Stanford GSB’s career office pointed directly to AI hiring as the driver, noting in its Class of 2025 employment report that, “There was a notable surge in graduates accepting opportunities in enterprise technology, fueled by hiring in AI-related organizations with roles in product management, go-to-market, customer success, and sales.”
The Bay Area AI Funding Boom of 2024
The underlying driver is a historic surge in venture capital flowing into Bay Area AI companies. According to Crunchbase, venture funding to U.S. companies in 2024 totaled $178 billion — around 57% of total global funding. Of all U.S. funding, $90 billion flowed into Bay Area companies, driven overwhelmingly by AI investing. Compare that with 2023, when Bay Area companies raised $59 billion — a 52% jump year over year. That large capital influx translated directly into headcount growth at AI startups across San Francisco, and MBA-friendly roles in product management, go-to-market, and customer success were among the first to be filled.
Why Bay Area schools outpaced the others
Geographic proximity gave Berkeley Haas and Stanford GSB a structural advantage that schools like HBS and MIT Sloan simply couldn’t replicate at the same scale. The AI startup funding boom that concentrated in the Bay Area in 2024 created a pull effect that disproportionately benefited Stanford GSB and Berkeley Haas because they are physically embedded in that ecosystem. Most of the new AI companies hiring MBAs — Anthropic, OpenAI, Scale AI, Perplexity, and others — are headquartered in San Francisco. MBA recruiting for venture backed startups is still heavily relationship and network-driven, and Bay Area companies naturally recruit most intensively at the business schools in their backyard. In addition, Stanford GSB and Haas have deep, embedded alumni networks inside these firms, giving their students a structural advantage in accessing roles that may never even be posted to broader recruiting platforms.

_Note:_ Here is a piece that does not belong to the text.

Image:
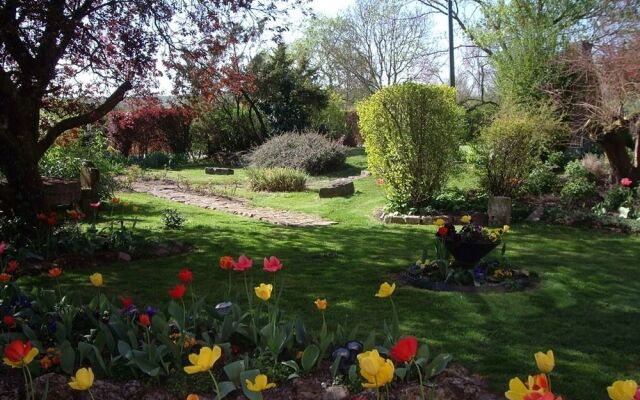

The surge in hiring at AI startup companies wasn’t primarily in traditional big-tech software engineering — it was in product management, go-to-market, customer success, and sales at AI companies. These are roles where MBA generalists thrive, and they tend to be filled through founder networks rather than formal on-campus recruiting. That further benefits Bay Area schools whose alumni are already inside these startups.
The 2024 AI boom was unusual in that it was concentrated in a handful of AI companies located in San Francisco. That concentration meant the spillover effects to non-Bay Area schools were limited. HBS and MIT Sloan caught some of it — Anthropic and OpenAI did recruit there — but at nowhere near the same intensity as at the two business schools literally embedded in the ecosystem.
With Bay Area AI funding accelerating further in 2025, the more pressing question may be whether this represents a permanent reordering of MBA career outcomes or whether the rest of the field will catch up as AI hiring eventually spreads beyond a handful of San Francisco zip codes.